María, que estaba sentada en tierra como señal de luto (Cf. Ez 8,14), se levanta deprisa nada más saber que el Maestro está allí y la llama. Su prontitud y raudo acercamiento a Jesús simbolizan el ir hacia el encuentro de la vida, hacia la resurrección. Nada más verle, María cae a sus pies, pero no como signo de adoración sino de sumisión y de petición de ayuda a su situación insoluble. Y Jesús, viéndola llorar a ella y a los judíos que la acompañaban, se conmueve en su Espíritu, se turba y llora, haciendo suyas las penas que la muerte de un ser querido provoca en los hombres. Algunos judíos, aunque reconocen el amor de Jesús hacia Lázaro, se burlan de Él, exteriorizan su concepción mágica e idolátrica de Jesús y de sus acciones, y manifiestan su falta de fe (Jn 11,36-37.45-46). Pero frente a ellos, el fuerte grito de Jesús que libera a su amigo (Jn 11,43) es semejante a un grito victorioso de guerra sobre las fuerzas de la muerte y del mal. Un grito que renueva el seguimiento (“ven”), arranca de los cepos de la muerte (“fuera”) y orienta hacia la realización del propio destino (“dejadle andar”), vinculado para siempre al de su Señor (Cf. Jn 12,10). Lázaro significa “Dios ha ayudado”, y así lo ha realizado y manifestado Dios en Jesús (= Dios salva).

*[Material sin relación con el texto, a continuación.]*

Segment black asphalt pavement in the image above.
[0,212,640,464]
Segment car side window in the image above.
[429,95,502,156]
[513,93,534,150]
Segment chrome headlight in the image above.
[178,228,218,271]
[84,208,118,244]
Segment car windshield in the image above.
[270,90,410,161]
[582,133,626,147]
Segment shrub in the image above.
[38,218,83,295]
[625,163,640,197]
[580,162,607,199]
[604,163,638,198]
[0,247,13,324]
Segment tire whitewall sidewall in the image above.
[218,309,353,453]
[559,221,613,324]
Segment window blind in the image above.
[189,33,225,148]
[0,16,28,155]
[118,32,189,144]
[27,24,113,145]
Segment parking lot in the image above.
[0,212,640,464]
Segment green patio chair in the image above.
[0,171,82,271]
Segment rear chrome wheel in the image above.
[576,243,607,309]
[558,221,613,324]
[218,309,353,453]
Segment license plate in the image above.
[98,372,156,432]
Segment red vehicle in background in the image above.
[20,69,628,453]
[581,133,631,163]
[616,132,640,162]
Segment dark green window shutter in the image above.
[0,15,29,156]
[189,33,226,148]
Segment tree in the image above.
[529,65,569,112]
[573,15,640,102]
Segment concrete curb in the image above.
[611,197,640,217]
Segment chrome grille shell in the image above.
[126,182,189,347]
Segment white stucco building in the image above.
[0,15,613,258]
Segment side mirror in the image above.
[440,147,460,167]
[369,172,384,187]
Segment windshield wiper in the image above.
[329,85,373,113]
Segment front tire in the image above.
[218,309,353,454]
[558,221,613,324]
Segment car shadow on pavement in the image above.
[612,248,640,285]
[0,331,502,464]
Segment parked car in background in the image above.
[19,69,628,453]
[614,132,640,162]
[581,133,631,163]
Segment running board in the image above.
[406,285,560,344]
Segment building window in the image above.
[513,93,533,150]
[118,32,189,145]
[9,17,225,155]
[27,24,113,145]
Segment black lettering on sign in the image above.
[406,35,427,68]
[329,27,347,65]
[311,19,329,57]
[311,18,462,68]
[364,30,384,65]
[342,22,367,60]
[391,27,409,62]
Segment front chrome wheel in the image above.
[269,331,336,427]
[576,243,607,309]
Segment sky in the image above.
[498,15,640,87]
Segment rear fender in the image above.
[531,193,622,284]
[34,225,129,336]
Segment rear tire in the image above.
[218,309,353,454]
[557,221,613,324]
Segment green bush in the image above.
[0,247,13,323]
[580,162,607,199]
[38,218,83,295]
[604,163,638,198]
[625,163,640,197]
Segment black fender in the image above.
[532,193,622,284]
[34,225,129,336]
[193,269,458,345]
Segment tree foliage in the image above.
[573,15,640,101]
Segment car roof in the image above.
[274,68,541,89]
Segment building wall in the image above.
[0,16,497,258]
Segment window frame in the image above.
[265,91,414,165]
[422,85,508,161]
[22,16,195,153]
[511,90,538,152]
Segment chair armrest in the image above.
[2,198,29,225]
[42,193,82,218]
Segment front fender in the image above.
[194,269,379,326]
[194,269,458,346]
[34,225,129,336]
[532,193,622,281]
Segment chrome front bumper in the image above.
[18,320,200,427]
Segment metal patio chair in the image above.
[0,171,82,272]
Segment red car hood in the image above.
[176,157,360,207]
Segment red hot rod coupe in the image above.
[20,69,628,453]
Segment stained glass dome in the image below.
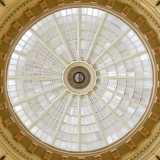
[7,8,152,151]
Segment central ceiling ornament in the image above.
[68,66,91,89]
[62,61,97,95]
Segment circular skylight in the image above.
[7,8,152,151]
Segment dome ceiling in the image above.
[7,8,152,151]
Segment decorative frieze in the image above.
[2,35,13,44]
[39,0,49,11]
[146,30,156,40]
[62,156,68,160]
[28,143,37,153]
[25,9,34,20]
[91,0,97,3]
[78,157,85,160]
[112,150,121,160]
[0,102,7,110]
[0,52,6,60]
[57,0,64,4]
[149,113,160,122]
[12,21,22,31]
[140,127,150,138]
[95,155,102,160]
[126,140,137,150]
[122,5,132,16]
[107,0,115,7]
[43,151,52,160]
[135,16,145,27]
[14,132,24,142]
[3,117,14,127]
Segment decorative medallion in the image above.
[68,66,91,89]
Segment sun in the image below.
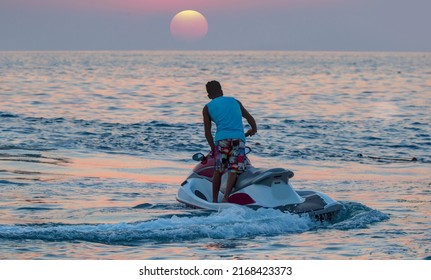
[170,10,208,41]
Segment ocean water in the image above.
[0,51,431,260]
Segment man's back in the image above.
[207,96,245,142]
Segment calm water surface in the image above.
[0,52,431,259]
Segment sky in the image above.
[0,0,431,52]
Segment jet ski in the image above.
[176,147,342,221]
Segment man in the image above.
[202,81,257,203]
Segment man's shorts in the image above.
[214,139,245,173]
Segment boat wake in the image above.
[0,202,388,246]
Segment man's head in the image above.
[206,81,223,99]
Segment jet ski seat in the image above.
[234,167,294,191]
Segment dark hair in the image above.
[206,81,221,93]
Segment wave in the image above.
[0,112,431,164]
[0,203,388,245]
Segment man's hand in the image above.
[245,129,256,137]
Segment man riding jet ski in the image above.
[177,81,341,220]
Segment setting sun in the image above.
[170,10,208,41]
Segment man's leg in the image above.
[222,172,238,202]
[213,170,221,203]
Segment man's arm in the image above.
[202,106,214,151]
[238,101,257,136]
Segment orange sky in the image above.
[0,0,431,51]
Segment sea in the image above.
[0,51,431,260]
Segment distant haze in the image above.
[0,0,431,51]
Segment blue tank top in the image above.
[207,96,245,142]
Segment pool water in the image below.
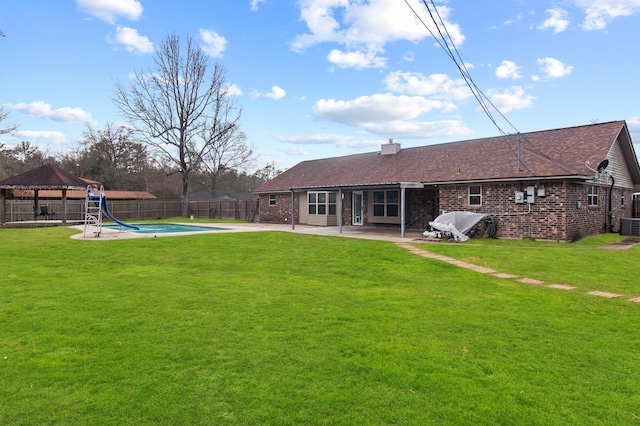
[103,223,224,234]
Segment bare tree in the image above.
[114,35,241,216]
[201,123,255,197]
[82,123,147,189]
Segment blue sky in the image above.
[0,0,640,169]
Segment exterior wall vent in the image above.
[620,218,640,237]
[380,139,400,155]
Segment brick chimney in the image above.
[380,138,400,155]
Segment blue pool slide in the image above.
[88,194,140,230]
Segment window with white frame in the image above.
[373,190,400,217]
[469,185,482,206]
[307,192,337,216]
[587,185,598,206]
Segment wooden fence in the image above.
[6,198,258,222]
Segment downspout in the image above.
[291,189,296,229]
[605,175,616,232]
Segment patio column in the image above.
[33,189,39,222]
[62,188,67,225]
[338,188,342,234]
[400,186,406,238]
[400,182,424,238]
[0,188,7,228]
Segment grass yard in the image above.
[416,234,640,300]
[0,228,640,425]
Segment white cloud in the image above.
[200,28,228,58]
[574,0,640,31]
[276,133,380,148]
[291,0,464,68]
[487,86,535,114]
[385,71,472,100]
[77,0,142,25]
[109,27,153,55]
[312,94,469,138]
[327,49,387,69]
[367,120,473,138]
[13,130,67,145]
[8,101,97,126]
[496,60,522,79]
[280,146,309,157]
[313,93,445,126]
[538,57,573,78]
[257,86,287,100]
[538,9,569,34]
[251,0,266,12]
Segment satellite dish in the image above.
[598,158,609,173]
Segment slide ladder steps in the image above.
[83,185,104,237]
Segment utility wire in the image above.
[405,0,568,175]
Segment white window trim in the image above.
[467,185,482,207]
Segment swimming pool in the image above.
[102,223,224,234]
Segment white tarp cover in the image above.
[429,212,486,241]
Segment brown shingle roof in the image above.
[254,121,637,193]
[13,189,156,200]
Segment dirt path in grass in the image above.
[396,238,640,303]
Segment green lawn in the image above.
[416,234,640,300]
[0,228,640,425]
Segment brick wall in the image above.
[440,181,632,241]
[258,193,300,223]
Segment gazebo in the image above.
[0,163,87,227]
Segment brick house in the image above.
[254,121,640,241]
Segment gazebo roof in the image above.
[0,163,87,189]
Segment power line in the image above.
[405,0,567,175]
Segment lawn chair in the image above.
[38,206,55,220]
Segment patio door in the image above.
[351,191,362,225]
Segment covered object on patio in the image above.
[0,163,87,226]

Esta vivificación de Lázaro nos enseña también que, al igual que hay dos tipos de muerte, también existen dos maneras de vivir. Se puede vivir según la lógica del mundo, no tomando la muerte en serio y viviendo como si uno no tuviera que morir, o bien otorgando a la muerte una importancia tan exagerada que la vida sólo se conciba en función de la muerte. Mas también se puede vivir según la lógica de Jesús y del evangelio, en función de la resurrección, dando entonces a la enfermedad, al sufrimiento y a la muerte el lugar que les corresponde con vistas a la gloria de Dios, creador y salvador de los muertos y de los vivos.

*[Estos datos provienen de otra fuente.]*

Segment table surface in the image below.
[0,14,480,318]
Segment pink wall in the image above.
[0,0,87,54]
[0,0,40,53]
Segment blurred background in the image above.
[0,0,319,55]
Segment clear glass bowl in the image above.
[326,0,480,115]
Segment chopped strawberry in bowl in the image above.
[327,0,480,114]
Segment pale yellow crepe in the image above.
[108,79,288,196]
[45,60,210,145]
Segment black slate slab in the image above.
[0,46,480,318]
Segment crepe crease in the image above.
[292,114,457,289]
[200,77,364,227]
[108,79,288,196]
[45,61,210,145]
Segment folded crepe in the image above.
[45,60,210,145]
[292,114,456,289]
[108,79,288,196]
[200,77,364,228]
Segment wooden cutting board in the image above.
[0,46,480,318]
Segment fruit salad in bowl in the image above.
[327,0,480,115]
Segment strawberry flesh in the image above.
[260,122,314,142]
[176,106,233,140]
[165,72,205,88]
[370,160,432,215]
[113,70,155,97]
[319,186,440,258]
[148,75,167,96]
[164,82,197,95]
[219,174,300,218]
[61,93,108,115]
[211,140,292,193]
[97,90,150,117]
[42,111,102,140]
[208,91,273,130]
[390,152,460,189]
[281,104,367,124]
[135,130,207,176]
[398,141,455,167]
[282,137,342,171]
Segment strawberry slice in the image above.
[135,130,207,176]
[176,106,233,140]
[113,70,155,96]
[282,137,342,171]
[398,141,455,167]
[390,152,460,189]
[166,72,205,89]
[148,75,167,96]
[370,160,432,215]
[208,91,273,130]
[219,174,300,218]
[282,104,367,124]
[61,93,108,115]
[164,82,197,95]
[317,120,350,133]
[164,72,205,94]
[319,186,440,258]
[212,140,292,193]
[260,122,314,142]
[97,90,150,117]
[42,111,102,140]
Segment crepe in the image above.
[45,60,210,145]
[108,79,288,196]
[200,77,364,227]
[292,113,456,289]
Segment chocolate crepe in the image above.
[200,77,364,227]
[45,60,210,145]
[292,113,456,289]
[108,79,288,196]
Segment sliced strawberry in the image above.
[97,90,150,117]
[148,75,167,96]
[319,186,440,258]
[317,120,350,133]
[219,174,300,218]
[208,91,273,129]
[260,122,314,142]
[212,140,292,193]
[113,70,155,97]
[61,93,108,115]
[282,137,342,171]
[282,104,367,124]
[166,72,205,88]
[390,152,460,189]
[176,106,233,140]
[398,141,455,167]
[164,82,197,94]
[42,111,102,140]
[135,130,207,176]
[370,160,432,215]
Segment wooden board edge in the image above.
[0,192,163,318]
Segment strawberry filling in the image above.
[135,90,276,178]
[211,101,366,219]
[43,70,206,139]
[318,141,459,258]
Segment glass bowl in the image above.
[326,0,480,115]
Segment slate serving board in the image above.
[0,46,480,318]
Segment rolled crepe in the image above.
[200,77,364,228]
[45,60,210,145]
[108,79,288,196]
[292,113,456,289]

Todos hablan y reaccionan ante la situación de Lázaro porque él, en su pasividad y silencio absolutos e impresionantes, es un signo en sí mismo, una “palabra” divina, un “amigo de Jesús” que, sin haber muerto ni resucitado verdaderamente, anticipa en su existencia de creyente una participación en la resurrección final, antes de la resurrección de Jesús y de la suya propia. La vivificación de su cuerpo todavía mortal le reenvía, a través del encuentro con Jesús, al encuentro definitivo con Éste y con Dios en la gloria (Jn 11,4.44).

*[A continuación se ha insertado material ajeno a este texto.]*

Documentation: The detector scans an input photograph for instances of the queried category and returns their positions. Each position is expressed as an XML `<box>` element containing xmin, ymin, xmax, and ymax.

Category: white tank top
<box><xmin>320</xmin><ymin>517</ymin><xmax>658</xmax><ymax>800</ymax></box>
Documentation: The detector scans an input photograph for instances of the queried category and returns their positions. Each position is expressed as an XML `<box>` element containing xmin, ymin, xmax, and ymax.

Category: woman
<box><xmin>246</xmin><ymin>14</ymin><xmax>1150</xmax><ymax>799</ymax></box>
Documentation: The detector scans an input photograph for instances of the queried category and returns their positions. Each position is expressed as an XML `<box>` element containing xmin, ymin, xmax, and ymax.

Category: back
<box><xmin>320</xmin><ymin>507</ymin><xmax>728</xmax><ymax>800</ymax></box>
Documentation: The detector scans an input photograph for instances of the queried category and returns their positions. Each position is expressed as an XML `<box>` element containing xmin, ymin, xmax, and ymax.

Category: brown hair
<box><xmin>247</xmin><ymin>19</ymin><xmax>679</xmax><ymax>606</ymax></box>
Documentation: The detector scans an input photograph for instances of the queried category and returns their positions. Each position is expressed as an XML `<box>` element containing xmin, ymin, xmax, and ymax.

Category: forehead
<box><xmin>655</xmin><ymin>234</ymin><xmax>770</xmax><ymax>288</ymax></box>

Con este signo, demostrando su poder sobre la vida y sobre la muerte, Jesús anuncia su deseo de darnos la vida eterna a través de su próxima pasión y resurrección. Las muertes cotidianas de niños, jóvenes, adultos y ancianos son un anuncio de nuestra propia muerte (seamos niños, jóvenes, adultos o ancianos), pero el creyente — amigo de Jesús e hijo de Dios — sabe con certeza que su muerte no es otra cosa que un tránsito en el que, como Lázaro, se confía y entrega definitivamente al cariño y protección de Jesús y del Padre.